Source Address: http://grunt1223.iteye.com/blog/828192
First, Introduction
Multimedia recognition is a problem in information retrieval which is more difficult and more demanding. Taking image as an example, according to the information used in image retrieval, the image can be divided into two categories: text-based image retrieval and content-based image retrieval (cbir:content Based image retrieval).
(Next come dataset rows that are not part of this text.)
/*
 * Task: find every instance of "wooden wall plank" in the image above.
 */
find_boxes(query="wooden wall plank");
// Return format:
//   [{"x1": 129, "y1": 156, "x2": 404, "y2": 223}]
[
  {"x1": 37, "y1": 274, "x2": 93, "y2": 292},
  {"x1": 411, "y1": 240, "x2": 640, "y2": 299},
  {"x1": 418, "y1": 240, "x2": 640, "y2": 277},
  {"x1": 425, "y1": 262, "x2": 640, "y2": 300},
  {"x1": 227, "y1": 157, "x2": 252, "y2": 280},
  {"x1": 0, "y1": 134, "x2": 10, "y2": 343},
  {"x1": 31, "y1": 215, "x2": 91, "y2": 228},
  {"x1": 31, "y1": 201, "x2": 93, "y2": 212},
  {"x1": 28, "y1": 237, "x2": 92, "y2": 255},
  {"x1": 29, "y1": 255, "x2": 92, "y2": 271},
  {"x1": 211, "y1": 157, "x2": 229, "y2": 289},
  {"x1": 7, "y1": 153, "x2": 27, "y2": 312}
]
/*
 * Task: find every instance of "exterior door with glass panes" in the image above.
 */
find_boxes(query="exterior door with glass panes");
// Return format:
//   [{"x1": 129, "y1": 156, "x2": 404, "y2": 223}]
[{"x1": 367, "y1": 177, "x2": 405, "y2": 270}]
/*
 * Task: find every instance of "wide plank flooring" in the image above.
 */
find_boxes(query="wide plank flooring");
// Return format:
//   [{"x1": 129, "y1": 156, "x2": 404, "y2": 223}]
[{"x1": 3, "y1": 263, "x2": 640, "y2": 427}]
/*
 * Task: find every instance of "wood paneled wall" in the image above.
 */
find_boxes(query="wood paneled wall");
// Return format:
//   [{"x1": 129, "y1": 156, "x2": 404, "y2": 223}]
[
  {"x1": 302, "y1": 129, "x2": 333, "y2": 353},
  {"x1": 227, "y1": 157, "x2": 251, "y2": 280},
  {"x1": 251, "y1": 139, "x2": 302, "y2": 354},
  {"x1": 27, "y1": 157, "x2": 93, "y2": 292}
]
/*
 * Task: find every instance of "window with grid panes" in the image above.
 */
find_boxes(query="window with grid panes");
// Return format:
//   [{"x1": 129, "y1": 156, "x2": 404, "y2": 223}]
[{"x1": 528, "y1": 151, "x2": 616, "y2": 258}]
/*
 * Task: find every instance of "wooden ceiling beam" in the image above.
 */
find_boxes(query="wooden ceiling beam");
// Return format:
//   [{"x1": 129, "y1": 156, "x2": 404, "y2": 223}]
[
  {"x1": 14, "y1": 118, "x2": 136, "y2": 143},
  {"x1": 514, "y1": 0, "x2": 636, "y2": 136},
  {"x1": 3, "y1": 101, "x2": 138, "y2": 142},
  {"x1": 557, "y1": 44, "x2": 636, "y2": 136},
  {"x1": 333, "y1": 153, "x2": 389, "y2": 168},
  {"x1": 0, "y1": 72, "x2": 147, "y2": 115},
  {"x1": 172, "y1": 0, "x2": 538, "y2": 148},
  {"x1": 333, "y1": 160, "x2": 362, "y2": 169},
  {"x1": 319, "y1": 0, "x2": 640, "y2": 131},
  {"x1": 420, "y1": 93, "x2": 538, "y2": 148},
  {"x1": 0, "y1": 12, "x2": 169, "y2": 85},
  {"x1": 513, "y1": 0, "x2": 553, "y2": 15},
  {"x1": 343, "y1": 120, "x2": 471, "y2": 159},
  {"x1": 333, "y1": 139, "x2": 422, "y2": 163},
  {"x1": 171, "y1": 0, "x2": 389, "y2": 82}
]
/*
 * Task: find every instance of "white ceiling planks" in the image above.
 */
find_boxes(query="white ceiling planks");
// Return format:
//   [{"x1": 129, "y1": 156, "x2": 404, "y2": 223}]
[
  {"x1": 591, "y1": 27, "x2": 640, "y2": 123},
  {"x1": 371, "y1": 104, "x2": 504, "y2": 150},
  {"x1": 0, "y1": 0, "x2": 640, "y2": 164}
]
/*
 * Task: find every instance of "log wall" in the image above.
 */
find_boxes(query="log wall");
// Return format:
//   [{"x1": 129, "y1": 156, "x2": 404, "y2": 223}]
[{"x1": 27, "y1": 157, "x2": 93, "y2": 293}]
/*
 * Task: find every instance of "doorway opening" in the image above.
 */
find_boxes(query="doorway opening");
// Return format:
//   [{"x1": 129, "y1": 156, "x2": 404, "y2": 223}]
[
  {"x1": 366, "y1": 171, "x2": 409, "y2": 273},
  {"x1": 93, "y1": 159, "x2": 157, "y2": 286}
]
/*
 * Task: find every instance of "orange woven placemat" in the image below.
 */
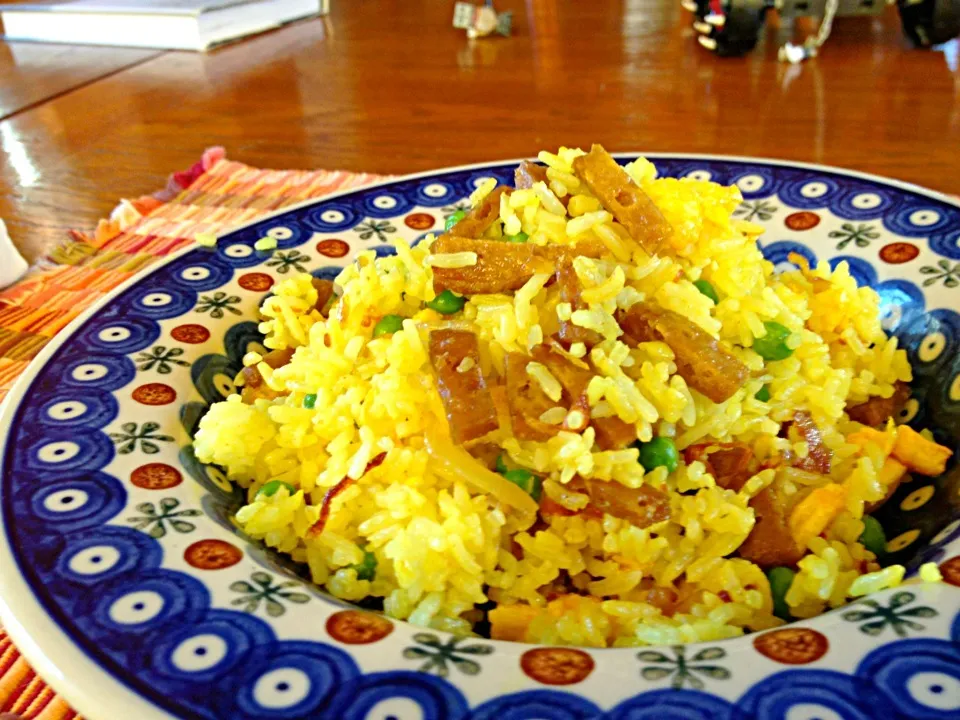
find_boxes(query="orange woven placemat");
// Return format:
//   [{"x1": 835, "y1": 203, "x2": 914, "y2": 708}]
[{"x1": 0, "y1": 148, "x2": 381, "y2": 720}]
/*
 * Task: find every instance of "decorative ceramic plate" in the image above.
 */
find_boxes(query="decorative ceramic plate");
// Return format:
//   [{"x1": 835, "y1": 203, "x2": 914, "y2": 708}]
[{"x1": 0, "y1": 157, "x2": 960, "y2": 720}]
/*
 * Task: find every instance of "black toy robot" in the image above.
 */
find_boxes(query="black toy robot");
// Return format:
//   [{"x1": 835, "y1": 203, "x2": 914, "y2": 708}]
[{"x1": 682, "y1": 0, "x2": 960, "y2": 57}]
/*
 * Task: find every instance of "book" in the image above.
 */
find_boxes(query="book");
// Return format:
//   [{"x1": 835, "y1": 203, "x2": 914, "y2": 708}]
[{"x1": 0, "y1": 0, "x2": 328, "y2": 50}]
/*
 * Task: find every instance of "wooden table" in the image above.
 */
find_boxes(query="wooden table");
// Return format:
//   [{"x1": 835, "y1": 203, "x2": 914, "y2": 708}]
[{"x1": 0, "y1": 0, "x2": 960, "y2": 258}]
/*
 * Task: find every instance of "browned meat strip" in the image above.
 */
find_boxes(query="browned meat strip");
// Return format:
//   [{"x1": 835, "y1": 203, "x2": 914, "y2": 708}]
[
  {"x1": 513, "y1": 160, "x2": 570, "y2": 207},
  {"x1": 683, "y1": 442, "x2": 753, "y2": 492},
  {"x1": 455, "y1": 185, "x2": 513, "y2": 238},
  {"x1": 240, "y1": 348, "x2": 294, "y2": 405},
  {"x1": 738, "y1": 485, "x2": 803, "y2": 569},
  {"x1": 311, "y1": 278, "x2": 336, "y2": 317},
  {"x1": 532, "y1": 345, "x2": 593, "y2": 432},
  {"x1": 513, "y1": 160, "x2": 549, "y2": 190},
  {"x1": 467, "y1": 442, "x2": 503, "y2": 470},
  {"x1": 617, "y1": 303, "x2": 750, "y2": 403},
  {"x1": 573, "y1": 145, "x2": 673, "y2": 254},
  {"x1": 784, "y1": 411, "x2": 833, "y2": 475},
  {"x1": 847, "y1": 382, "x2": 910, "y2": 427},
  {"x1": 583, "y1": 480, "x2": 670, "y2": 529},
  {"x1": 506, "y1": 353, "x2": 563, "y2": 441},
  {"x1": 433, "y1": 235, "x2": 555, "y2": 295},
  {"x1": 429, "y1": 330, "x2": 499, "y2": 445}
]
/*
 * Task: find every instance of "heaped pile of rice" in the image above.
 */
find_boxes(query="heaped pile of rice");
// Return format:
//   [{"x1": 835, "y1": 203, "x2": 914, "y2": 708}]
[{"x1": 196, "y1": 146, "x2": 950, "y2": 646}]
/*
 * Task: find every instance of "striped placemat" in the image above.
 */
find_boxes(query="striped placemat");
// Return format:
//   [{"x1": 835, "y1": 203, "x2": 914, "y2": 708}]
[{"x1": 0, "y1": 148, "x2": 380, "y2": 720}]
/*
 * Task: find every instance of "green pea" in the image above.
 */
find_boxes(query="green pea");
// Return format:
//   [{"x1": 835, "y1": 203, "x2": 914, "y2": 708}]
[
  {"x1": 427, "y1": 290, "x2": 467, "y2": 315},
  {"x1": 373, "y1": 315, "x2": 403, "y2": 337},
  {"x1": 443, "y1": 210, "x2": 467, "y2": 231},
  {"x1": 257, "y1": 480, "x2": 297, "y2": 497},
  {"x1": 636, "y1": 437, "x2": 680, "y2": 472},
  {"x1": 693, "y1": 280, "x2": 720, "y2": 305},
  {"x1": 500, "y1": 468, "x2": 541, "y2": 502},
  {"x1": 350, "y1": 551, "x2": 377, "y2": 580},
  {"x1": 860, "y1": 515, "x2": 887, "y2": 557},
  {"x1": 753, "y1": 321, "x2": 793, "y2": 360},
  {"x1": 767, "y1": 567, "x2": 797, "y2": 622}
]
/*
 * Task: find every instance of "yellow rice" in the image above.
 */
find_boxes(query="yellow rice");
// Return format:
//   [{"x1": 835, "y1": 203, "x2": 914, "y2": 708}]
[{"x1": 195, "y1": 148, "x2": 916, "y2": 646}]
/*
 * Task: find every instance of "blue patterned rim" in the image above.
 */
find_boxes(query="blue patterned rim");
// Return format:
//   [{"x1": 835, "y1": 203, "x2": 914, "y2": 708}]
[{"x1": 0, "y1": 156, "x2": 960, "y2": 720}]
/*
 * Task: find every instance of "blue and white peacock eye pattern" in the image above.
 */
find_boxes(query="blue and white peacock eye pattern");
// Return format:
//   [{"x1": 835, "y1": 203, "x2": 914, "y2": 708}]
[{"x1": 0, "y1": 157, "x2": 960, "y2": 720}]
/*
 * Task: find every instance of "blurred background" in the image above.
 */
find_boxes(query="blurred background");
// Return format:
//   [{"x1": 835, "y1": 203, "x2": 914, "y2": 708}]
[{"x1": 0, "y1": 0, "x2": 960, "y2": 259}]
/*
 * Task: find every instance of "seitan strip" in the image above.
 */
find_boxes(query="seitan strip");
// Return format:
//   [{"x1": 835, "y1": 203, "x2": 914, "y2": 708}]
[
  {"x1": 573, "y1": 145, "x2": 673, "y2": 255},
  {"x1": 430, "y1": 330, "x2": 499, "y2": 445},
  {"x1": 433, "y1": 235, "x2": 555, "y2": 295},
  {"x1": 847, "y1": 381, "x2": 910, "y2": 427},
  {"x1": 738, "y1": 485, "x2": 803, "y2": 570},
  {"x1": 432, "y1": 234, "x2": 603, "y2": 295}
]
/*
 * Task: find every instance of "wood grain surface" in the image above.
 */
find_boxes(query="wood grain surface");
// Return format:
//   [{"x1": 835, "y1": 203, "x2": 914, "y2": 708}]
[
  {"x1": 0, "y1": 0, "x2": 960, "y2": 256},
  {"x1": 0, "y1": 42, "x2": 160, "y2": 120}
]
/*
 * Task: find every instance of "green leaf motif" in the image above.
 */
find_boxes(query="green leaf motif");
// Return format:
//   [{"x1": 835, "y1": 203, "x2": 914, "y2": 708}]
[
  {"x1": 403, "y1": 647, "x2": 433, "y2": 660},
  {"x1": 640, "y1": 667, "x2": 675, "y2": 681},
  {"x1": 637, "y1": 650, "x2": 673, "y2": 662},
  {"x1": 693, "y1": 665, "x2": 730, "y2": 680},
  {"x1": 402, "y1": 632, "x2": 494, "y2": 677},
  {"x1": 229, "y1": 570, "x2": 310, "y2": 618},
  {"x1": 693, "y1": 648, "x2": 727, "y2": 662}
]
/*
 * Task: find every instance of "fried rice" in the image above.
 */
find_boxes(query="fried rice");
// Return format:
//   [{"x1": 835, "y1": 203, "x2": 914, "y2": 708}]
[{"x1": 195, "y1": 146, "x2": 949, "y2": 647}]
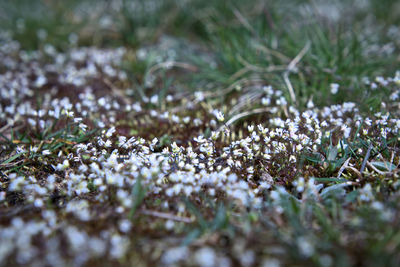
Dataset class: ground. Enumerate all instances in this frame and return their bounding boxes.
[0,0,400,266]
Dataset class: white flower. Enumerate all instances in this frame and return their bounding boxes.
[42,149,51,156]
[213,110,225,122]
[331,83,339,95]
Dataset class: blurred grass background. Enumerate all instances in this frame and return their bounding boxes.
[0,0,400,111]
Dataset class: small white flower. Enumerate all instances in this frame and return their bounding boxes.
[331,83,339,95]
[213,110,225,122]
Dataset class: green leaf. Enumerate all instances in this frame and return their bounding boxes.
[129,176,146,219]
[371,161,396,172]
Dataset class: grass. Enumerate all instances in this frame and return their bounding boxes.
[0,0,400,266]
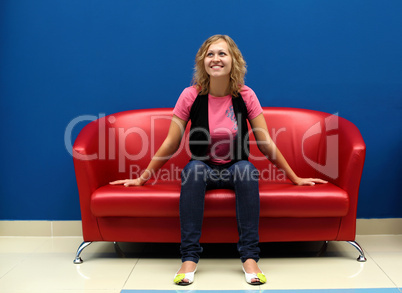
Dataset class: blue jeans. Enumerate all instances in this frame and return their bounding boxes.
[180,160,260,263]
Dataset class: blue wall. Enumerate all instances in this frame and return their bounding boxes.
[0,0,402,220]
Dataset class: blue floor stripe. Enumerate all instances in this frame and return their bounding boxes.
[121,288,401,293]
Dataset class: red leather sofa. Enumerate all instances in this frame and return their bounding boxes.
[73,108,366,263]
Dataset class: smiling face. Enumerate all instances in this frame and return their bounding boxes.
[204,40,232,78]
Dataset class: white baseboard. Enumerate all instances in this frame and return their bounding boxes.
[0,221,82,237]
[0,218,402,237]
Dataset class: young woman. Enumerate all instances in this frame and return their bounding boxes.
[111,35,326,285]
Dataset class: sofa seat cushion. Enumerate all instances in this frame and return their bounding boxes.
[91,181,349,218]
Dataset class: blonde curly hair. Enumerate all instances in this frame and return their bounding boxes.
[191,35,247,97]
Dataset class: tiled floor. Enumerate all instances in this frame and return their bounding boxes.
[0,235,402,293]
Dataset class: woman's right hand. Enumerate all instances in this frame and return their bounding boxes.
[109,177,146,187]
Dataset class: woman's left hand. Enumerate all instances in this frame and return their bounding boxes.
[293,177,328,186]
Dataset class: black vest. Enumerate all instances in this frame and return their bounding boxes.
[190,94,249,162]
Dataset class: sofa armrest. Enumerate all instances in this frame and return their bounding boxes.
[334,118,366,240]
[73,118,110,241]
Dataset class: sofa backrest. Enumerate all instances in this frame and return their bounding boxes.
[92,108,339,180]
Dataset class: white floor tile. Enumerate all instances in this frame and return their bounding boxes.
[0,235,402,293]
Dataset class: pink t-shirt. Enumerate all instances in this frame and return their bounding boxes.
[173,86,262,164]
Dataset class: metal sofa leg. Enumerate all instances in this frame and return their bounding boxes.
[74,241,92,264]
[347,241,367,262]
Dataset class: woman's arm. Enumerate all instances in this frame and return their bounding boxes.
[250,113,327,185]
[110,115,187,186]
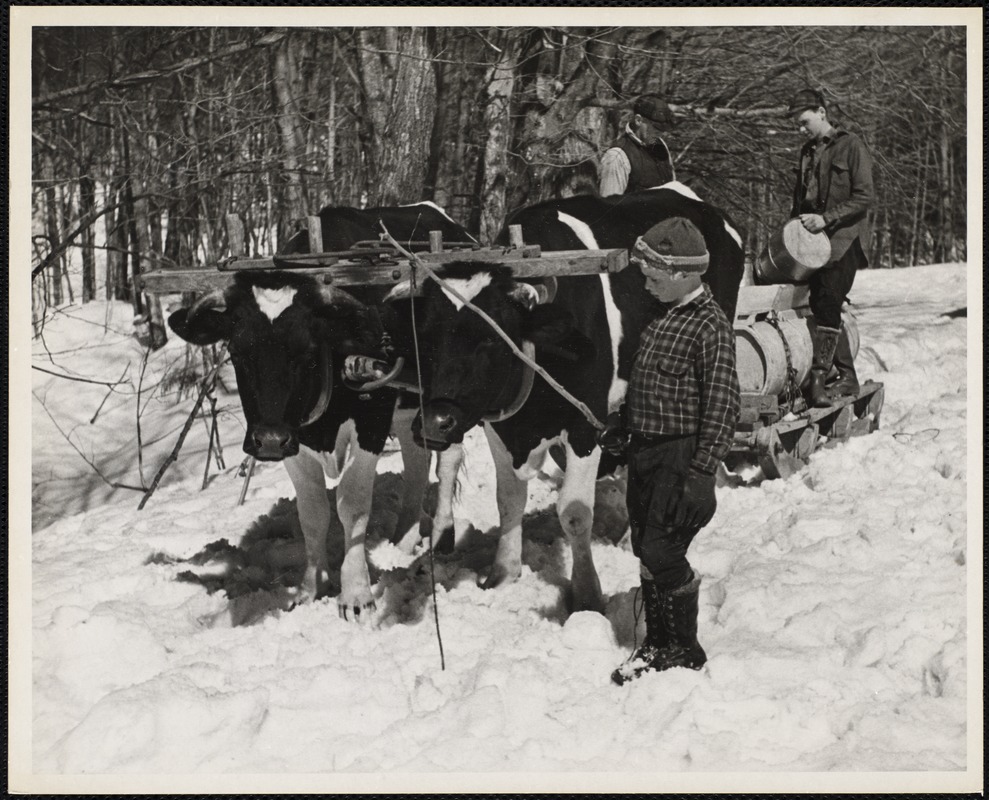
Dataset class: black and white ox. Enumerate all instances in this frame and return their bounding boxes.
[168,203,470,620]
[394,184,744,611]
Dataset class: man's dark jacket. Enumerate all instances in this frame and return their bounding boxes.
[615,133,673,194]
[790,130,875,261]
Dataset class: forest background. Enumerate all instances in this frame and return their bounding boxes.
[32,26,967,346]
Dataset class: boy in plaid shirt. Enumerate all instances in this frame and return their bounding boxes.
[599,217,739,684]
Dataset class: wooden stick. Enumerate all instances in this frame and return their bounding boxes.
[237,456,256,506]
[379,222,604,431]
[202,394,219,489]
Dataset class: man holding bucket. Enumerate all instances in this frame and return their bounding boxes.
[787,89,875,407]
[599,95,676,197]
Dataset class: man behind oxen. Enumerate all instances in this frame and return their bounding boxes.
[788,89,875,407]
[598,217,739,684]
[599,95,676,197]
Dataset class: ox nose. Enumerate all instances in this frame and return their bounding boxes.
[413,400,464,450]
[244,424,299,461]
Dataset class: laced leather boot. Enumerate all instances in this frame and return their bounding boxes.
[807,325,838,408]
[828,325,859,398]
[611,575,707,686]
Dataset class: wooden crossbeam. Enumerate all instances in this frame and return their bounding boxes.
[735,284,810,320]
[139,247,628,294]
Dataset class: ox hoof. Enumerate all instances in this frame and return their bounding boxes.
[433,525,455,556]
[477,564,522,589]
[337,600,378,625]
[564,586,605,615]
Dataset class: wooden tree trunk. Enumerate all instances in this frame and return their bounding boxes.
[509,28,624,206]
[357,28,436,206]
[938,125,954,261]
[79,175,96,303]
[134,198,168,350]
[272,36,307,245]
[480,37,520,244]
[42,155,65,305]
[106,178,129,300]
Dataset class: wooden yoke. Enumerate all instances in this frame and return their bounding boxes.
[139,214,628,294]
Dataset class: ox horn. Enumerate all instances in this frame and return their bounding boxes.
[319,284,365,308]
[385,281,422,303]
[508,278,556,309]
[186,289,227,320]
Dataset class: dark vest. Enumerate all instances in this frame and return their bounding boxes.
[615,133,673,193]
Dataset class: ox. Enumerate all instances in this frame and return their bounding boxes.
[400,184,744,611]
[168,203,470,620]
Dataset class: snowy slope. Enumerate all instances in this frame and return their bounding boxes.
[17,264,981,790]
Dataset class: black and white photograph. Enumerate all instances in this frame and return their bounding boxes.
[8,5,984,794]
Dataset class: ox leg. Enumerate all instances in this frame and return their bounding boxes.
[556,442,604,614]
[284,447,332,602]
[430,444,464,552]
[484,424,528,589]
[337,435,378,622]
[392,408,431,553]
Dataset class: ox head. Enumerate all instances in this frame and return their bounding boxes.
[392,262,589,450]
[168,272,380,461]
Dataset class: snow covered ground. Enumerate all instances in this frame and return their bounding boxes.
[11,264,982,791]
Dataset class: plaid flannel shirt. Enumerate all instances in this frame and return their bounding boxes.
[625,285,739,475]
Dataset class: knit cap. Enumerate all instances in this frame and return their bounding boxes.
[632,217,711,275]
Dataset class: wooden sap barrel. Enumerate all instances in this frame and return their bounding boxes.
[755,219,831,284]
[735,313,859,397]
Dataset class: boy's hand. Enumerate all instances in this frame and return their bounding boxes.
[673,472,718,528]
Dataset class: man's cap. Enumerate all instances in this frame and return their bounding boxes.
[632,94,673,125]
[786,89,827,117]
[632,217,711,275]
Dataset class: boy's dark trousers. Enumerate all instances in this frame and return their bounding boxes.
[625,434,700,591]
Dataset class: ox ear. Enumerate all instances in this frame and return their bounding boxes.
[168,308,234,345]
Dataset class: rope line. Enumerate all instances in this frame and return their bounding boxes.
[406,252,446,672]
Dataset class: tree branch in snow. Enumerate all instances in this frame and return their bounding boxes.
[137,351,226,511]
[31,364,127,389]
[31,392,145,492]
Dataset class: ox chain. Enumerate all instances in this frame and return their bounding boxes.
[766,311,800,411]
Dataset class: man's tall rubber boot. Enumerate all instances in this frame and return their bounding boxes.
[828,325,859,398]
[611,575,707,686]
[807,325,839,408]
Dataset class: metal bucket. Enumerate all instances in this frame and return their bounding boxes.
[755,219,831,284]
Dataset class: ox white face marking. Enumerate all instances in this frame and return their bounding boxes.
[556,211,599,250]
[399,200,477,242]
[556,211,624,414]
[251,286,297,322]
[653,181,742,247]
[443,272,491,311]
Text-based image retrieval completely does not analyze and utilize the content of the image itself, its retrieval quality depends entirely on the correlation between the text information associated with the image and the image content, so it is necessary to introduce content-based image retrieval. This is the main discussion of the latter.
In computer vision, image content is usually described by image features. In fact, image retrieval based on computer vision can be divided into three steps of similar text search engine: Extracting feature, building index build and querying. This article also follows these three steps to elaborate separately.
Second, the image feature extraction
At present, the image recognition on the internet can be attributed to two types of problems, one is "near-repeated search", mainly for the same source map through different deformation (including illumination, watermark, scaling, local missing replacement, etc.), or for the general similar objects to identify, mainly used in copyright protection, illegal identification, Image deduplication and basic similarity search and so on; the second is "local search", refers to the two pictures as long as there are some objects to repeat, can be matched to, for example, we can imagine, different offer models are not the same, but as long as they are across the same LV package, it can be considered similar image, That is, to achieve the real meaning of image retrieval.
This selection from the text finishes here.